Using Direct Acyclic Graphs to Enhance Skeleton-Based Action Recognition with a Linear-Map Convolution Neural Network

Abstract

Research on the human activity recognition could be utilized for the monitoring of elderly people living alone to reduce the cost of home care. Video sensors can be easily deployed in the different zones of houses to achieve monitoring. The goal of this study is to employ a linear-map convolutional neural network (CNN) to perform action recognition with RGB videos. To reduce the amount of the training data, the posture information is represented by skeleton data extracted from the 300 frames of one film.
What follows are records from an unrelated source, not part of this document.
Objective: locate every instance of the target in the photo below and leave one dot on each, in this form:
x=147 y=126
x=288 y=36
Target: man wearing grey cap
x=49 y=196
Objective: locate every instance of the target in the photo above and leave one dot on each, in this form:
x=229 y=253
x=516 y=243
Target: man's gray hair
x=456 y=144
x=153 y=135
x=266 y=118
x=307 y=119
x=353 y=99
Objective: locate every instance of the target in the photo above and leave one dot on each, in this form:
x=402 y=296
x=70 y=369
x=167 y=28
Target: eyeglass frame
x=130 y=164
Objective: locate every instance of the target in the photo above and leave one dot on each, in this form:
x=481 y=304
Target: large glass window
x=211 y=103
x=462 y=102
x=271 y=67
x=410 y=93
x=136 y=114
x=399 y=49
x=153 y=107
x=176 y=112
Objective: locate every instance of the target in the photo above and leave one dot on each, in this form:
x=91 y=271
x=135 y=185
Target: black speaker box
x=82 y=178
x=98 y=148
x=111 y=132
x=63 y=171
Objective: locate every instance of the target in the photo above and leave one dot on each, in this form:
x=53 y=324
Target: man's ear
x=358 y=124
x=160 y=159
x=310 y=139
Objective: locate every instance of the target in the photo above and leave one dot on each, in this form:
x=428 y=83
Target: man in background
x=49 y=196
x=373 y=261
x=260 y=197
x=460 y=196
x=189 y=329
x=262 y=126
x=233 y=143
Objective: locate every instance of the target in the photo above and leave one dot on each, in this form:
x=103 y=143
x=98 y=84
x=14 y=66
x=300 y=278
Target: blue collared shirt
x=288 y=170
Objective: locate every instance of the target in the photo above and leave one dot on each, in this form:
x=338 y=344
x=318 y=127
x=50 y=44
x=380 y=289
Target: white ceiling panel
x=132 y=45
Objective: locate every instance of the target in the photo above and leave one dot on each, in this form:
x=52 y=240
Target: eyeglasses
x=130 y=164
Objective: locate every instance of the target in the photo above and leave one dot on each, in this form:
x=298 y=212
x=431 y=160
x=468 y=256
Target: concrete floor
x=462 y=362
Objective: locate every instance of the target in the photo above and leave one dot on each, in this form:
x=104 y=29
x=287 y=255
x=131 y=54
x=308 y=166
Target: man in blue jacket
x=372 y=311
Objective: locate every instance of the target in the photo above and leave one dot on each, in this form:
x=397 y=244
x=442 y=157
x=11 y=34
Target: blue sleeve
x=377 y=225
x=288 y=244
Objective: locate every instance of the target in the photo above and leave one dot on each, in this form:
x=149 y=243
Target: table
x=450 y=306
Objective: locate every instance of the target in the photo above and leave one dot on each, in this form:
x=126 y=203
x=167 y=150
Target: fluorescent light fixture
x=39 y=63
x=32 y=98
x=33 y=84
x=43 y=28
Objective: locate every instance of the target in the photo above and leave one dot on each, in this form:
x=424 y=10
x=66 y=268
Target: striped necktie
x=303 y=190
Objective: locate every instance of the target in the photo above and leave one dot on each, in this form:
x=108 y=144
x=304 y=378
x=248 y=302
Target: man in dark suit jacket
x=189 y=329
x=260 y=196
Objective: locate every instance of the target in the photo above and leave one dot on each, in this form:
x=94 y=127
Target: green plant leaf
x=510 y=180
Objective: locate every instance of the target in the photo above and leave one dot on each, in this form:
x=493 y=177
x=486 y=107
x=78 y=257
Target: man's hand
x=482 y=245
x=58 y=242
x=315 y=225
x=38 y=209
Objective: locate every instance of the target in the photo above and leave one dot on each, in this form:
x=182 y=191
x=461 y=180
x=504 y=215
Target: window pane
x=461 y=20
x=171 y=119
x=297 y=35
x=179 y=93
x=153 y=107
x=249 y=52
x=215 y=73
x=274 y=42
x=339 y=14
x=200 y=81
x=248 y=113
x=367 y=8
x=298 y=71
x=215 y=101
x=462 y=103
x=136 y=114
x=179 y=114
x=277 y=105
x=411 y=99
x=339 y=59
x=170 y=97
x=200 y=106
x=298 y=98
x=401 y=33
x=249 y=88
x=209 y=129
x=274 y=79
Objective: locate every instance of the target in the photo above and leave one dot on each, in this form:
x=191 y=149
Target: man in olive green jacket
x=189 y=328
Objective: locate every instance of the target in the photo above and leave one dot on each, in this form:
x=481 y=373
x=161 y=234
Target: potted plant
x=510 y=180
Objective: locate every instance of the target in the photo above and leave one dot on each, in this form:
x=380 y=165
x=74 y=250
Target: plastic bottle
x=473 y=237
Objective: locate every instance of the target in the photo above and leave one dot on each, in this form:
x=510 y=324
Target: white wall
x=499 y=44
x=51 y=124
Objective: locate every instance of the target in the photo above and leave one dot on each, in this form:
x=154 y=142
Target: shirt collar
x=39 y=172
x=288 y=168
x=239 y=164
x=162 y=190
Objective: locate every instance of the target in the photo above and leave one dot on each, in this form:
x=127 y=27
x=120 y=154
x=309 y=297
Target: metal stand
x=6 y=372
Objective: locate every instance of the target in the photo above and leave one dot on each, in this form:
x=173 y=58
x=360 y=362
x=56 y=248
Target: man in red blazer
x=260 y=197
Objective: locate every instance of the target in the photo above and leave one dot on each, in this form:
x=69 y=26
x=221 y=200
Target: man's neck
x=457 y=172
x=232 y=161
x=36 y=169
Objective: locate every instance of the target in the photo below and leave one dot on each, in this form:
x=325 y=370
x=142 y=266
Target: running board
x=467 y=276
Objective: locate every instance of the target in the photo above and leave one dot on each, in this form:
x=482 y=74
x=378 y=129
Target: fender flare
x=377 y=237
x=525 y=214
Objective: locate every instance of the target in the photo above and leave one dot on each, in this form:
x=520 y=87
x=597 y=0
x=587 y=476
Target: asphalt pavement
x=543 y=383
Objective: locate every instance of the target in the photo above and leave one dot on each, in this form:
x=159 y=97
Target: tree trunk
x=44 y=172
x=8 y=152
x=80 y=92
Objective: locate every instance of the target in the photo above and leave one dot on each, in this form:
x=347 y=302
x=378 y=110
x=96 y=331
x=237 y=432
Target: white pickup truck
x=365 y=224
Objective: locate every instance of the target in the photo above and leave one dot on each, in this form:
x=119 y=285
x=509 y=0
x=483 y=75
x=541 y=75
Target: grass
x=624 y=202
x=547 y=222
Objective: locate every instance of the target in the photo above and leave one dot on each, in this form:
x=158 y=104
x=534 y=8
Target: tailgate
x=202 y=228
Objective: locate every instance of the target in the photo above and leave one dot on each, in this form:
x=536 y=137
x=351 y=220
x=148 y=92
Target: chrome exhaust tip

The two-stream method was applied to increase the accuracy of recognition by using the spatial and motion features of skeleton sequences. The relations of adjacent skeletal joints were employed to build the direct acyclic graph (DAG) matrices, source matrix, and target matrix. Two features were transferred by DAG matrices and expanded as color texture images. The linear-map CNN had a two-dimensional linear map at the beginning of each layer to adjust the number of channels. A two-dimensional CNN was used to recognize the actions. We applied the RGB videos from the action recognition datasets of the NTU RGB+D database, which was established by the Rapid-Rich Object Search Lab, to execute model training and performance evaluation. The experimental results show that the obtained precision, recall, specificity, F1-score, and accuracy were 86.9%, 86.1%, 99.9%, 86.3%, and 99.5%, respectively, in the cross-subject source, and 94.8%, 94.7%, 99.9%, 94.7%, and 99.9%, respectively, in the cross-view source. An important contribution of this work is that by using the skeleton sequences to produce the spatial and motion features and the DAG matrix to enhance the relation of adjacent skeletal joints, the computation speed was faster than the traditional schemes that utilize single frame image convolution. Therefore, this work exhibits the practical potential of real-life action recognition.